Describe a way to detect anomalies in a given dataset.
Supervised Machine Learning for Anomaly Detection
The supervised method requires a labeled training set with normal and anomalous samples for constructing a predictive model. The most common supervised methods include supervised neural networks, support vector machine, k-nearest neighbors, Bayesian networks and decision trees.
Probably, the most popular nonparametric technique is K-nearest neighbor (k-NN) that calculates the approximate distances between different points on the input vectors and assigns the unlabeled point to the class of its K-nearest neighbors. Another effective model is the Bayesian network that encodes probabilistic relationships among variables of interest.

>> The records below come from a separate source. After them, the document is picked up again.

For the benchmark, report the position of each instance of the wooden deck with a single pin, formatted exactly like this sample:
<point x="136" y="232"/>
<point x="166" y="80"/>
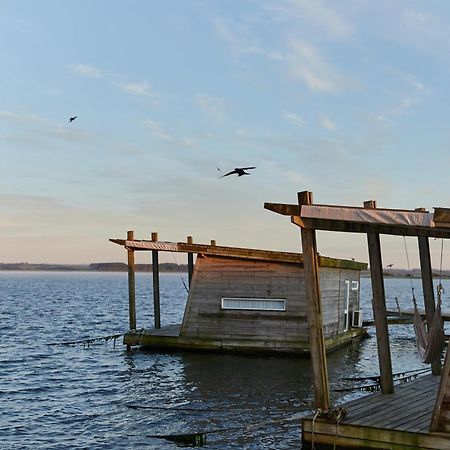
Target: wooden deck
<point x="169" y="338"/>
<point x="382" y="421"/>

Supervised models are believed to provide a better detection rate than unsupervised methods due to their capability of encoding interdependencies between variables, along with their ability to incorporate both prior knowledge and data and to return a confidence score with the model output.
Unsupervised Machine Learning for Anomaly Detection
Unsupervised techniques do not require manually labeled training data. They presume that most of the network connections are normal traffic and only a small amount of percentage is abnormal and anticipate that malicious traffic is statistically different from normal traffic. Based on these two assumptions, groups of frequent similar instances are assumed to be normal and the data groups that are infrequent are categorized as malicious.
The most popular unsupervised algorithms include K-means, Autoencoders, GMMs, PCAs, and hypothesis tests-based analysis.